RKG bought my company in August of 2011. Since that time, we’ve grown to well over 200 staff, with nearly 30 team members here in Bend. We no longer work in the modest barn-shaped building across from Strictly Organic, though. We have a posh office now above the park and Deschutes River. But one thing hasn’t changed: we’re all Bendites living here for a reason and working with even more great companies like Nordstrom, Walmart, Google, and Edmunds.
Last month, RKG was acquired by Merkle, a global company of over 2,000 people across many offices. This latest chapter is still unwritten, but I’m pretty psyched about what’s ahead. I’ve sort of had a plan all along: to live in Bend, build a great business, and scale it so I could stay here.
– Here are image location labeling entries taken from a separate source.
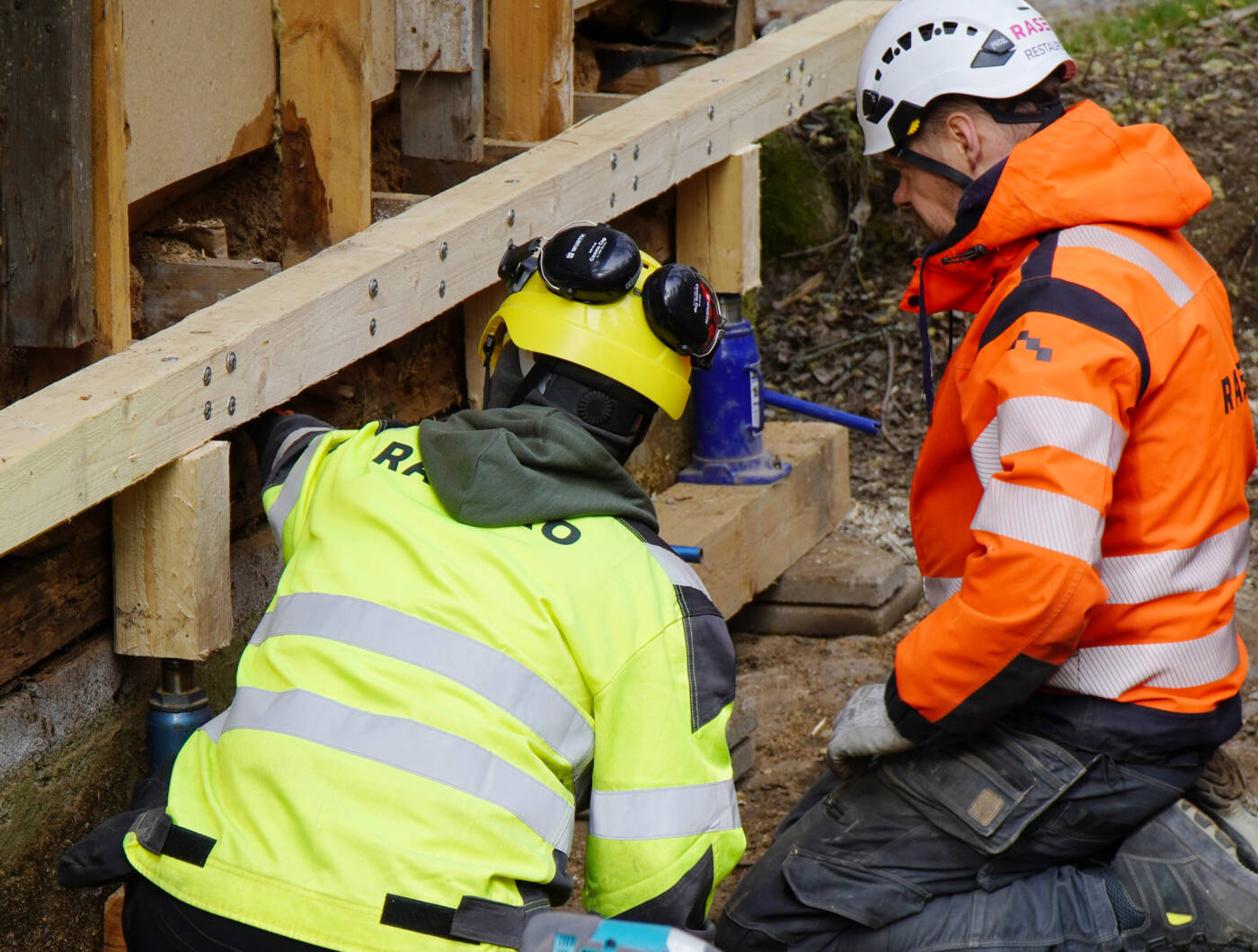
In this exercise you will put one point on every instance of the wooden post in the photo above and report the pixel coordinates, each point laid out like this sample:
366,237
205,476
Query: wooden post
477,311
173,580
46,173
719,222
439,54
531,63
112,260
324,112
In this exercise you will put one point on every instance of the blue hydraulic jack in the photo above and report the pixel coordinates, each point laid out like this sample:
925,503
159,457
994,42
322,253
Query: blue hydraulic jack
730,411
176,709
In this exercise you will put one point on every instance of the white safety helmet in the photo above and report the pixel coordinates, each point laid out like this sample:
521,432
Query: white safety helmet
924,49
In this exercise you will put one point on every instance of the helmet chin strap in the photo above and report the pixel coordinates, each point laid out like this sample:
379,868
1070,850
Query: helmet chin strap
931,165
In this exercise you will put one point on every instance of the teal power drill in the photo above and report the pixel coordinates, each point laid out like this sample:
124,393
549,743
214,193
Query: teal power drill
576,932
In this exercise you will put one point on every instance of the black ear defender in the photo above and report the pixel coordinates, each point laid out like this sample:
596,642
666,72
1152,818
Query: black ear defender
518,263
683,312
593,264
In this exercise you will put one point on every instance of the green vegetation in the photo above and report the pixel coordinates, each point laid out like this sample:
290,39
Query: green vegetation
1153,24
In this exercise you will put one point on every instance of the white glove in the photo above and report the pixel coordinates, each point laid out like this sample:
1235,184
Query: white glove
864,728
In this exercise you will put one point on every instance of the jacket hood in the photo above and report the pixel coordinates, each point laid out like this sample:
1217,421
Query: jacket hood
1081,170
522,464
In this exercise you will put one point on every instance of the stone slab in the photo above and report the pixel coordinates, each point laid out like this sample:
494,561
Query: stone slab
829,621
840,570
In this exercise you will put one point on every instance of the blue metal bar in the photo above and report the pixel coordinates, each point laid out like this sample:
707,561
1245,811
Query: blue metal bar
821,412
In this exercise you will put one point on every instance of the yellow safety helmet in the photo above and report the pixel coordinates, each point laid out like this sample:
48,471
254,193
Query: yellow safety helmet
610,331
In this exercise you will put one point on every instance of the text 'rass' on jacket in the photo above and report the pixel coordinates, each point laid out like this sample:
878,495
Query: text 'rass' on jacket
1078,507
465,641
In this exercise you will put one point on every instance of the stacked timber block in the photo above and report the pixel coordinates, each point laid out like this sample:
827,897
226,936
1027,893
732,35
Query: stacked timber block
842,586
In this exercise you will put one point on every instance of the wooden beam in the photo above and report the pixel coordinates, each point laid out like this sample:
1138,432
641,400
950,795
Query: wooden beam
442,84
750,534
585,104
173,578
477,311
46,173
111,269
719,222
88,436
175,289
324,113
531,60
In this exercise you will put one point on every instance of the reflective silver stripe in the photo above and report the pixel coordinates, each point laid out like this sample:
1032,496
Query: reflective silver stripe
488,672
678,571
940,590
1110,671
1132,580
663,813
291,490
1131,251
409,746
1041,518
1025,423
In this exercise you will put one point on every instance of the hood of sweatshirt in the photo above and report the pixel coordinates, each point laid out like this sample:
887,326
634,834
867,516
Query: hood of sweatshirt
524,464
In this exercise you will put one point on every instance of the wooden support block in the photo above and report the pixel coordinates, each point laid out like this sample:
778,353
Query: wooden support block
324,113
719,222
585,104
113,939
442,84
750,534
111,269
46,173
477,311
829,621
173,580
175,289
88,436
439,35
531,65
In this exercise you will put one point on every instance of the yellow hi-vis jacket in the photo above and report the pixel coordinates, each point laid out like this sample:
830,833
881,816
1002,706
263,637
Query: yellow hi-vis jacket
427,701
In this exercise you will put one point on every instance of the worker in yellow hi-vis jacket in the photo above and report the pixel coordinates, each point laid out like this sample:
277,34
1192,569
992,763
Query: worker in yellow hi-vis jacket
477,630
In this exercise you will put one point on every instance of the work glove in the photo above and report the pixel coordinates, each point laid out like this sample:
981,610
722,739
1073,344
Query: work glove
862,729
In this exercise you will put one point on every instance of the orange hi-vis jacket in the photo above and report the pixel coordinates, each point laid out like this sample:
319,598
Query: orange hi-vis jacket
1078,506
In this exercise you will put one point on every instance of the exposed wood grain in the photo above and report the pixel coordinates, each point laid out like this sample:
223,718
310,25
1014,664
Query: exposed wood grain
531,63
91,436
173,578
324,113
111,268
46,173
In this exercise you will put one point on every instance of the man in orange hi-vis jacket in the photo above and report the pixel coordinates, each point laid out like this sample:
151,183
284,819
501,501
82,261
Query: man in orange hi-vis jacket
1081,524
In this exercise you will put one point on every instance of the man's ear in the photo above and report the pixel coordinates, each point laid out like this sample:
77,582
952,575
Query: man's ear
964,135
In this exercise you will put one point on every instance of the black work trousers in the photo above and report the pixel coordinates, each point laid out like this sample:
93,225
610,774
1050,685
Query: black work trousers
155,921
979,815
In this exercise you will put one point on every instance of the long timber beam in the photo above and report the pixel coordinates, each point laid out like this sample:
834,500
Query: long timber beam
92,434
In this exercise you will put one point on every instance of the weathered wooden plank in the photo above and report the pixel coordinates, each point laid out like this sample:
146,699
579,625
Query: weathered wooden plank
54,590
750,534
443,110
111,269
439,35
46,173
200,85
91,436
324,113
719,222
585,104
531,65
172,571
175,289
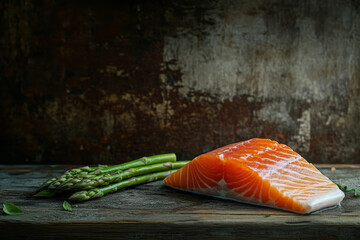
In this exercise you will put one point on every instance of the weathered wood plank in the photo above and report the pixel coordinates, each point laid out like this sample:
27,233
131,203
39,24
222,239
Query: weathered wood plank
155,211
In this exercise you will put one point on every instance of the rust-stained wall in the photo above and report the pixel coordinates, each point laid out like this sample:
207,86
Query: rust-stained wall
93,81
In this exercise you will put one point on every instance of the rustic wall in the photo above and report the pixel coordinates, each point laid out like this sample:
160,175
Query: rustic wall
89,82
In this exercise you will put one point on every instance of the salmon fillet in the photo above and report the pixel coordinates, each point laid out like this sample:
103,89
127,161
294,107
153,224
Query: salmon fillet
259,171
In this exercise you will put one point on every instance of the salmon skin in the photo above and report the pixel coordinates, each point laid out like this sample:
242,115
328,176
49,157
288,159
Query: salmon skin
259,171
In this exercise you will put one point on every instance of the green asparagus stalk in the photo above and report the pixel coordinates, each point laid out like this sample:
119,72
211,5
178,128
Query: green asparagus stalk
169,157
99,192
107,178
74,176
67,175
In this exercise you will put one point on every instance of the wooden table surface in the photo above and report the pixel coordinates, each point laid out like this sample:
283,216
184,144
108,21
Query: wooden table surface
153,211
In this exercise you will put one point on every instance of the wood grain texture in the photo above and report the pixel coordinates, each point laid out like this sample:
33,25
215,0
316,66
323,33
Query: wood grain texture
153,211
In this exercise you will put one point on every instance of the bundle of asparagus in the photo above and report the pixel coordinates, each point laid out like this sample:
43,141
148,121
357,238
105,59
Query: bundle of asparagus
93,182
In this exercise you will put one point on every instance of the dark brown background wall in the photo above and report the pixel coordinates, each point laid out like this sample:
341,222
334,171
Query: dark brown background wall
109,81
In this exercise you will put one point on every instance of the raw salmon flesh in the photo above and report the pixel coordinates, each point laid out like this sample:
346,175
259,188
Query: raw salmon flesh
259,171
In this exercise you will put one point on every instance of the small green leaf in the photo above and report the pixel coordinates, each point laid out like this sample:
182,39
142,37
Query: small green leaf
67,206
11,209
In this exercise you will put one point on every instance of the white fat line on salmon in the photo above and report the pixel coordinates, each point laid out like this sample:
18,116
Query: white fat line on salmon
296,179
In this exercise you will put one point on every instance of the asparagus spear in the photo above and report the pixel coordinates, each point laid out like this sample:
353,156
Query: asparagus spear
99,192
117,176
73,176
67,175
169,157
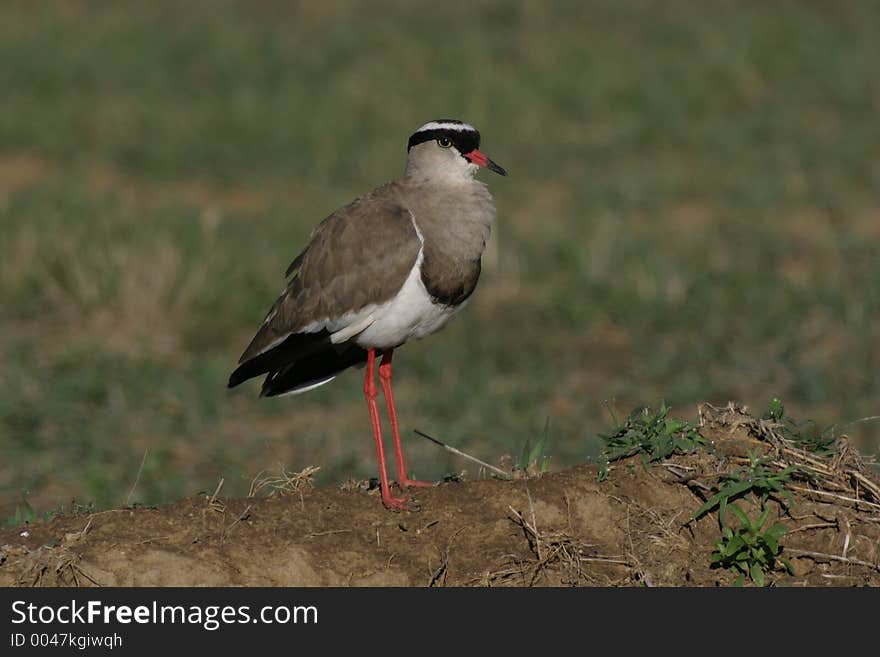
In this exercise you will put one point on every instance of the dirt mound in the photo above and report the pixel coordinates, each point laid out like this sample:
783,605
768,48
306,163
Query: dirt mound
791,515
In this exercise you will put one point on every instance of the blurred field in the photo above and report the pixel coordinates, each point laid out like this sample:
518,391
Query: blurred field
692,214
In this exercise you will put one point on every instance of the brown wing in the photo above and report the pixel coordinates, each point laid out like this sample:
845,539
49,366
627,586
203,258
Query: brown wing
359,255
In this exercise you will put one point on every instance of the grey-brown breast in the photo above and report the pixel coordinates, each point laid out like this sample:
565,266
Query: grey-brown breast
455,223
358,256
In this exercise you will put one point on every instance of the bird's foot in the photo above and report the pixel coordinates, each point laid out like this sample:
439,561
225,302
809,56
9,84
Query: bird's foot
415,483
396,503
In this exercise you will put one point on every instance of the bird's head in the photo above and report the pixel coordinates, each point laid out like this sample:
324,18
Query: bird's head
448,149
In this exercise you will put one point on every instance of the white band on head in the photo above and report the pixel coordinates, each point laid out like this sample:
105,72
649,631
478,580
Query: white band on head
443,125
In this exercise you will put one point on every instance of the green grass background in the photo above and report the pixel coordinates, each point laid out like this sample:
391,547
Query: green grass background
691,214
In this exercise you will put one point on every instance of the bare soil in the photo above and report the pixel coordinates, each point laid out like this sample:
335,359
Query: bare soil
561,529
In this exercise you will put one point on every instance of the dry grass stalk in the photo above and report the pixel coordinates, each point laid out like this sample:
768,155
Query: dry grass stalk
284,482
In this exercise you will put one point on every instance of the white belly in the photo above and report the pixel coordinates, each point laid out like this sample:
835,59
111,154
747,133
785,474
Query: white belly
411,314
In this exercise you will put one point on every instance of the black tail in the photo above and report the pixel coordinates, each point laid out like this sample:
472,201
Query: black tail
294,347
302,360
312,370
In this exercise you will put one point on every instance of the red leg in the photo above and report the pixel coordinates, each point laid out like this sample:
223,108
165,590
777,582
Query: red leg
370,392
385,379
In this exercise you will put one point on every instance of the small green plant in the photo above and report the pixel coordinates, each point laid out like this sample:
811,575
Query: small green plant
651,434
805,435
748,550
775,410
533,460
24,513
763,481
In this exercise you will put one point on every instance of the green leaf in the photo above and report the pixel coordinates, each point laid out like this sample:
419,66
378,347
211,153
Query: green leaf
757,574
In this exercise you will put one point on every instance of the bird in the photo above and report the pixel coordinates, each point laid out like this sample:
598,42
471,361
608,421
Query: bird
396,264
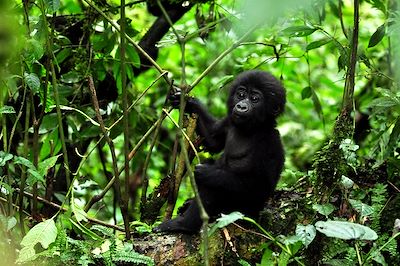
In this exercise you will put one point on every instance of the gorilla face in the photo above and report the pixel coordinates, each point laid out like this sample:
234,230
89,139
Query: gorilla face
248,106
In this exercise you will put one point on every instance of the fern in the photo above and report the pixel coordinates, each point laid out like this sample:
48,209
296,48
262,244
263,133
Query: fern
104,230
133,257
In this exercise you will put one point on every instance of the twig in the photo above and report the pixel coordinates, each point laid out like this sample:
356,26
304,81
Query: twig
203,213
60,208
130,40
113,155
98,197
125,197
221,56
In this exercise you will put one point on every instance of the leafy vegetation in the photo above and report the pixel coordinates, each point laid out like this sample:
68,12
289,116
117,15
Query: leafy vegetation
90,155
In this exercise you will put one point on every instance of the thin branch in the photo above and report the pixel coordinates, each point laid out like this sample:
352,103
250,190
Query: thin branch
222,56
133,152
203,213
130,40
124,197
61,208
113,155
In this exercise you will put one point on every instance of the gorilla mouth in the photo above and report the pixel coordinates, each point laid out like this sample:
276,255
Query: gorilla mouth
240,118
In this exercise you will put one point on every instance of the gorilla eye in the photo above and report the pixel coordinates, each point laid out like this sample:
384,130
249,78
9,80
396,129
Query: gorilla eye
241,93
255,98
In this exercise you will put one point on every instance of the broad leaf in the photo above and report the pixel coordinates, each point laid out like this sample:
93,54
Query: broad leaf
24,162
324,209
346,182
346,230
363,209
44,233
306,233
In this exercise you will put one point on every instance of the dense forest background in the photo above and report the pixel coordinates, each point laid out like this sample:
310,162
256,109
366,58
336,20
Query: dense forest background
92,156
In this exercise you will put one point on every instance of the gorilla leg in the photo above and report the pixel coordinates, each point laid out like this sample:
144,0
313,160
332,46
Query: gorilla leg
188,222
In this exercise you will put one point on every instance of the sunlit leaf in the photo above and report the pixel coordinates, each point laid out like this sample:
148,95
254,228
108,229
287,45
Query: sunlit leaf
377,36
346,230
53,5
44,233
23,161
4,157
299,31
317,44
362,208
306,233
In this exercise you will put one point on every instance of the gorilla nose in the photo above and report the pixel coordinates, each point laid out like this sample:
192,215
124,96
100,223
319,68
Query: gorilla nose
242,107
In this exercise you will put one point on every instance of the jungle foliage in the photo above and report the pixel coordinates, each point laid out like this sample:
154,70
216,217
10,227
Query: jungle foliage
92,155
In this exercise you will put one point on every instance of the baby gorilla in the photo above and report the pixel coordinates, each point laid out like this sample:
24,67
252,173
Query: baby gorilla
253,157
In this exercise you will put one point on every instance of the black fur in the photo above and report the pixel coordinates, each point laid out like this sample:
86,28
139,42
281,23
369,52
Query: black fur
253,158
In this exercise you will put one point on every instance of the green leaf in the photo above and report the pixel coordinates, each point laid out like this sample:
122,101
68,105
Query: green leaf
363,209
394,138
324,209
32,81
11,223
384,102
34,177
53,5
377,36
299,31
7,110
24,162
346,182
306,93
44,166
243,262
317,44
225,220
80,214
44,233
35,50
306,233
317,105
346,230
5,157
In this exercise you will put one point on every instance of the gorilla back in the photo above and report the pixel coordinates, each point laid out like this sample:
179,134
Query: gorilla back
250,166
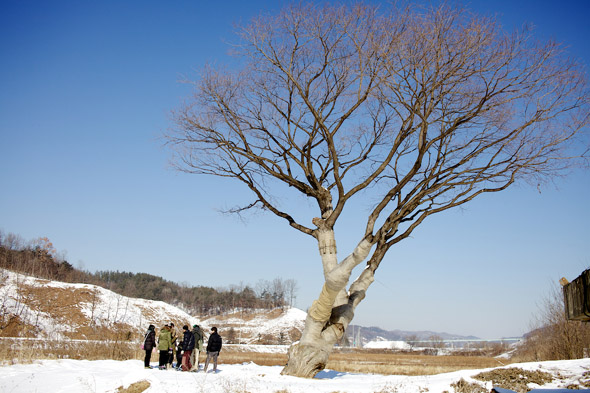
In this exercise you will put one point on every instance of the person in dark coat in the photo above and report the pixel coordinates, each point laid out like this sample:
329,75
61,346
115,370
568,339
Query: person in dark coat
164,345
174,338
198,333
188,344
149,343
213,348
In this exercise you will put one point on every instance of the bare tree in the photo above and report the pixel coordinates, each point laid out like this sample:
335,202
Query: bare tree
290,291
418,111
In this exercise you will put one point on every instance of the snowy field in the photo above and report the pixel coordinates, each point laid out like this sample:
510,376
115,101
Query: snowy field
77,376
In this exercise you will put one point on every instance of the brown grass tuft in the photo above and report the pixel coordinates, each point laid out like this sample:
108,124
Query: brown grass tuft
136,387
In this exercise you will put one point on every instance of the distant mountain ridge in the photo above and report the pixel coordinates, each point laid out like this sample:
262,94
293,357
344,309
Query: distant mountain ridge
373,333
34,307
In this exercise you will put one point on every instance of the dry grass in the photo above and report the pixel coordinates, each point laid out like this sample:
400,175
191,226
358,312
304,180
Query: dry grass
390,363
375,362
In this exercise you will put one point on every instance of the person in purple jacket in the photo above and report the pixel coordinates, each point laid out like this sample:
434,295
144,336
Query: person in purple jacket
149,342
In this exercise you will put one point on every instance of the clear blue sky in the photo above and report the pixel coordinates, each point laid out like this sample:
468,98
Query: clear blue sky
86,89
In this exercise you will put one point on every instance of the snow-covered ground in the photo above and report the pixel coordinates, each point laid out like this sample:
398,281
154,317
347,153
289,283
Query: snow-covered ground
108,375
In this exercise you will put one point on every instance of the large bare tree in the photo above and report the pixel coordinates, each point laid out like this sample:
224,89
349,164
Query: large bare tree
415,110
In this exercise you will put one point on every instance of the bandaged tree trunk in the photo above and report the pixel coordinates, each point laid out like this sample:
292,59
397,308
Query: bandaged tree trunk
331,313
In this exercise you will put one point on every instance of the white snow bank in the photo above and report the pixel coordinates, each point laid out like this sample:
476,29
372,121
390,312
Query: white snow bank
107,375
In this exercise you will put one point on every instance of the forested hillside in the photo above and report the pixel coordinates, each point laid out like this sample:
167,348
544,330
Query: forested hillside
38,258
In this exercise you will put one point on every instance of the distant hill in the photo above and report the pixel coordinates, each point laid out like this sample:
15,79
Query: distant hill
39,308
39,259
374,333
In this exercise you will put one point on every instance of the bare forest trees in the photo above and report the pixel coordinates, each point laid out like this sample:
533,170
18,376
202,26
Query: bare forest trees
417,111
554,336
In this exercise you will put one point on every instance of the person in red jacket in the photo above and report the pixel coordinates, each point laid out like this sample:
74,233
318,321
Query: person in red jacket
188,344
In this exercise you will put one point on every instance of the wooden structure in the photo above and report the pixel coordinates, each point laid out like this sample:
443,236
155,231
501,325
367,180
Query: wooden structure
576,296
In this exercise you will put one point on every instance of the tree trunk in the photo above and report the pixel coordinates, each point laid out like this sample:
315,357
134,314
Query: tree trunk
306,360
329,316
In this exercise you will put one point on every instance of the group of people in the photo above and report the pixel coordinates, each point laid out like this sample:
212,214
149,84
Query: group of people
187,347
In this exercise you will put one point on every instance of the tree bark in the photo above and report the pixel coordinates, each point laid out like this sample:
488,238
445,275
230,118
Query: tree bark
329,315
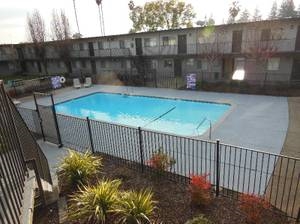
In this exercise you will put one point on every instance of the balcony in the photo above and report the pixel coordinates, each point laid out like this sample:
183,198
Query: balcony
80,53
114,52
271,45
8,57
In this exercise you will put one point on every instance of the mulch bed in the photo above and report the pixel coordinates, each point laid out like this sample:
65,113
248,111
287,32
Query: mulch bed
173,199
46,215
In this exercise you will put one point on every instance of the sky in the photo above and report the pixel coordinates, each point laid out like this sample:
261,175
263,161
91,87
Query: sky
13,15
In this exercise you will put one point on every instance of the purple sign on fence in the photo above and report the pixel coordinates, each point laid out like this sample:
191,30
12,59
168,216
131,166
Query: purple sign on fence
55,81
191,80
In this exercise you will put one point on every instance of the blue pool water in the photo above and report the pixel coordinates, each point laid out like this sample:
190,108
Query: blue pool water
182,117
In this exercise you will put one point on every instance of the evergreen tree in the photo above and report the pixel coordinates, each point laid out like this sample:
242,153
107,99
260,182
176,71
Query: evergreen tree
287,9
273,14
245,16
256,15
233,11
210,21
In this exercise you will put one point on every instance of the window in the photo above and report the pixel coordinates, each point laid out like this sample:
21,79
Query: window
168,41
265,35
83,64
58,64
122,44
102,64
273,64
149,42
152,64
168,63
81,46
202,64
123,64
100,45
190,62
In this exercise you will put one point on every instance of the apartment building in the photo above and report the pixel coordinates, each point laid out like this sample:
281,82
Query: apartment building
264,50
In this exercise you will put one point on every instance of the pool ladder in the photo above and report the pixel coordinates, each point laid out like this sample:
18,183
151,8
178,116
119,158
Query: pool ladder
210,126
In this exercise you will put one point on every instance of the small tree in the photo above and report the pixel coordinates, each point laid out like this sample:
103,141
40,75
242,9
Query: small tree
256,15
260,47
212,45
274,11
60,28
37,32
245,16
156,15
233,11
287,9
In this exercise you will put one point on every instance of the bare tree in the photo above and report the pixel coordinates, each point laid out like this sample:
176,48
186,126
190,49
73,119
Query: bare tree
37,32
234,11
212,46
260,45
101,17
61,33
76,17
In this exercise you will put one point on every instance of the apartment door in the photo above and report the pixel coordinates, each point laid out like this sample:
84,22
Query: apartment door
93,65
296,70
91,49
237,37
138,46
228,66
182,44
177,67
297,45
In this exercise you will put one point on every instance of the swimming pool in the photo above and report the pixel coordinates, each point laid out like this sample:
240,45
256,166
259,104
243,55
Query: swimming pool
182,117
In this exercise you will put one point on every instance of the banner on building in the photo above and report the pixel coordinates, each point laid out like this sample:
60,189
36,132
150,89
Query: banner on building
191,80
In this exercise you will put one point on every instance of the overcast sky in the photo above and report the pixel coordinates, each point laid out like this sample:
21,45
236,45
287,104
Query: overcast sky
13,14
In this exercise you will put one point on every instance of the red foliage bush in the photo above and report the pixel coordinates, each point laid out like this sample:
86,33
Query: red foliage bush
200,189
253,206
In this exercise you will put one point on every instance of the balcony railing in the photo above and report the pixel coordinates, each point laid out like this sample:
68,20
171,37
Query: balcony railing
8,57
113,52
219,48
271,45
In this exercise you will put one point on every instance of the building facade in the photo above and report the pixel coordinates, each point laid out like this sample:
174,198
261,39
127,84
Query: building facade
264,50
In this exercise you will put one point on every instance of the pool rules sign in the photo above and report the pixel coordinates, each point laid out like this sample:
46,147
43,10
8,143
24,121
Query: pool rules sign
191,80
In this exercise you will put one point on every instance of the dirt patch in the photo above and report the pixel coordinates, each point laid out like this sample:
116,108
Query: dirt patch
173,198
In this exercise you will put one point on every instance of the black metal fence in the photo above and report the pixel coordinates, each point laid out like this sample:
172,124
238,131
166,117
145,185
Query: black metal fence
232,170
19,153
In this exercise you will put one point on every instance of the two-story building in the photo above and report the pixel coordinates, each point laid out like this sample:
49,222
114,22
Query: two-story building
264,50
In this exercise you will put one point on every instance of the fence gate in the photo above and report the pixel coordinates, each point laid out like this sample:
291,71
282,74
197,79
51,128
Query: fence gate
45,108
I never wanted to sacrifice my quality of life for a career by moving to a large city, especially with my children growing up here.
Bend is actually considered as the birthplace of SEO, but few people outside of the industry are aware of it. Industry rock stars and thought leaders like Marshall Simmonds (who ran SEO for the NY Times for many years), Derrick Wheeler (who is a long-time leader of SEO within Microsoft), Andre Jensen, Adam Sherk, Bill Hunt and Jeremy Sanchez all either live in Bend or got their career start here.
A lot happens in Bend that’s off the radar. Just up the river from us are Ogilvy’s GSI offices who work with great brands like Nestle and IBM, running social, search and strategy. I joke that this section of the Deschutes River is responsible for more online marketing decisions for the Fortune 100 than similarly sized blocks in cities like San Francisco and New York City.
There is a price, of course. Living in Central Oregon means I travel a lot. I call it the Bend tax: we pay extra to live out here in the mountains in the form of longer trips and extra flight segments.
Even so, sitting here in my office typing this blog post, with the Cascade mountains out one side and the blue Deschutes River out another, having just helped my team deliver a global technical SEO strategy to Google, extra flights are worth it. To a nerd like me, I’m livin’ the dream.
I hop on my bike and take the long way home, grabbing a few choice single track options along the way. The sun is dipping behind Faith, Hope and Charity, a historic pioneer name for the Three Sisters. The evening is warm and the air smells of Ponderosa pine and juniper, with pink, purple and orange colors lighting the sky. The sandy soil crackles under my tires. The high desert is vibrant and alive.
I live in Bend. Like all things, it’s what you make of it. But it feels like you can make just about anything happen here.